Si vous faites partie des fans de White Willow, nul doute que la patience fasse partie de vos qualités premières. Non pas que la musique de ce groupe norvégien soit exaspérante, loin de là. Mais au fil du temps, les productions s'espacent de plus en plus : le groupe peut s'enorgueillir d'avoir produit six albums en seize ans, cinq longues années s'étant écoulées entre "Terminal Twilight" et son prédécesseur, "Signal To Noise".
En dépit de ce train de sénateur, le line-up affiche une certaine stabilité et effectue même un retour aux sources par la présence à la batterie de Mattias Olsson (Änglagard), qui officiait sur "Ex-Tenebris" en 1998 et de sa chanteuse Sylvia Skjellestad que l'on pouvait entendre de "Ex-Tenebris" à "Storm Season" alors qu'elle s'appelait encore Erichsen.
Stabilité également dans le style musical : une sombre mélancolie imprègne le plus souvent les disques de White Willow et "Terminal Twilight" ne déroge pas à la règle. La preuve en est immédiatement donnée par son titre d'ouverture, 'Hawks Circle The Mountain', dont le début fantomatique installe une ambiance de film d'heroic fantasy. Des guitares épaisses viennent muscler une mélodie désenchantée et un peu saccadée, à laquelle claviers et flûte apportent une touche aérienne. Une introduction très efficace suivie par deux ballades atmosphériques, 'Snowswept' flirtant avec la variété FM de qualité et 'Kansas Regrets', très contemplatif, interprété par un invité de marque, Tim Bowness (No Man, Memories Of Machines).

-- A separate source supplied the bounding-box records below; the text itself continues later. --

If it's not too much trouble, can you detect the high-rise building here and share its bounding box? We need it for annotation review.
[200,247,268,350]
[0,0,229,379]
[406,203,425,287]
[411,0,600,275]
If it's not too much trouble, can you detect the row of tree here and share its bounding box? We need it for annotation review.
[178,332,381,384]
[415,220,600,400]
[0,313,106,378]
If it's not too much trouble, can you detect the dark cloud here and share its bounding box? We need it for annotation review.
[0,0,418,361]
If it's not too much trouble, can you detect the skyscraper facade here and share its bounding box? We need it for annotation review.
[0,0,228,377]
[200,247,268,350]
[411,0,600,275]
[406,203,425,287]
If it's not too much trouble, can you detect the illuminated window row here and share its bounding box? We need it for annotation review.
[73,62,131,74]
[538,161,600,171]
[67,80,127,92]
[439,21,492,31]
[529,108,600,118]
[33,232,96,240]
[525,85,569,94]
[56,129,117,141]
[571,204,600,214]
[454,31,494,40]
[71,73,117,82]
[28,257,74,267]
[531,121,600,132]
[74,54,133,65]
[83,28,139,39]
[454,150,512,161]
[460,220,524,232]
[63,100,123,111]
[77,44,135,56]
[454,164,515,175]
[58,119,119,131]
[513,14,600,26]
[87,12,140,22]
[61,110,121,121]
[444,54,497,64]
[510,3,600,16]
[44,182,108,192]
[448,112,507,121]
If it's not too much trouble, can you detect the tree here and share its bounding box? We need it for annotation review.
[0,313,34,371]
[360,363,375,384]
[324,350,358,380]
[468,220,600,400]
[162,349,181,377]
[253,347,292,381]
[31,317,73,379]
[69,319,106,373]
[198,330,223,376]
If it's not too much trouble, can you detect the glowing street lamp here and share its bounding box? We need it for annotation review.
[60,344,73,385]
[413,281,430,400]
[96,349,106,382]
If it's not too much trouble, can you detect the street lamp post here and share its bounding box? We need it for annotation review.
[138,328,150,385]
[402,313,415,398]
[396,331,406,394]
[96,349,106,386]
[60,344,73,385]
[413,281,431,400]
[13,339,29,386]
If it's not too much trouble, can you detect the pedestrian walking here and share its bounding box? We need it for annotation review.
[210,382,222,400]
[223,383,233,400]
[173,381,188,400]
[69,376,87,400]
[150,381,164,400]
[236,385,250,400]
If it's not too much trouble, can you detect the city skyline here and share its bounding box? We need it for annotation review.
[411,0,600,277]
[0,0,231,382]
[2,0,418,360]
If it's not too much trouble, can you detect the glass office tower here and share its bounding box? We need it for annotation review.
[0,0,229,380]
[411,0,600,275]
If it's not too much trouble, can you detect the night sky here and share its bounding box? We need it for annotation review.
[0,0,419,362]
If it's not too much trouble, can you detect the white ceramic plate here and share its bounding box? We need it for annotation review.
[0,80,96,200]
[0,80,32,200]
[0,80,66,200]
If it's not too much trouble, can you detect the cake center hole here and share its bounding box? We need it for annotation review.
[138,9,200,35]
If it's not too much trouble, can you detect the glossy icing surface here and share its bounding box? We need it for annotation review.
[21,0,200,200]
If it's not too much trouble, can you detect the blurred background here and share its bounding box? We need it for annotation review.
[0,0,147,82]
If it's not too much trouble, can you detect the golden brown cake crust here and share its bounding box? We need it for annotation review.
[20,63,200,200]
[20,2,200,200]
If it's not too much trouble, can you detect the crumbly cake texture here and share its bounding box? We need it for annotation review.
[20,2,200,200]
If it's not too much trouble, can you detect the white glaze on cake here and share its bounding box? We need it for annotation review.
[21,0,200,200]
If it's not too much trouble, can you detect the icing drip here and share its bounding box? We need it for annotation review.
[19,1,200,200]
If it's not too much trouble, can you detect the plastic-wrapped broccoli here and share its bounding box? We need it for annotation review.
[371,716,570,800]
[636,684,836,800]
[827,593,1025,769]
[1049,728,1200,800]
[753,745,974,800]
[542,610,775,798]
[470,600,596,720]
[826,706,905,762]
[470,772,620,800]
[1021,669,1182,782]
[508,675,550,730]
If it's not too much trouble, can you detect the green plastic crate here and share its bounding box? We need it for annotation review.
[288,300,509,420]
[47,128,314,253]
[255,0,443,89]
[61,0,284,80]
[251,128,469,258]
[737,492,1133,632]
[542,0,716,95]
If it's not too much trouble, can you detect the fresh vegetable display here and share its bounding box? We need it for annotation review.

'Red Leaves' est certainement moins consensuel, alternant passages intimistes et mélodies déversant des flots amples et majestueux, rappelant par moment les belles heures de Genesis ou de Yes, mais manquant d'un thème accrocheur et d'un fil conducteur, le morceau donnant parfois l'impression de partir dans tous les sens. 'Floor 67' et 'Natasha Of The Burning Woods' constituent le ventre mou de l'album. Les deux titres égrènent des mélodies aux teintes folkloriques, mélange improbable de Paatos pour le chant (sur le premier titre, le second étant instrumental) et de Iona pour l'ambiance. Rien de rédhibitoire, mais l'ennui pointe son nez, la musique tourne en rond et les alternances de guitares acoustiques, électriques, de flûte et de claviers n'y font rien.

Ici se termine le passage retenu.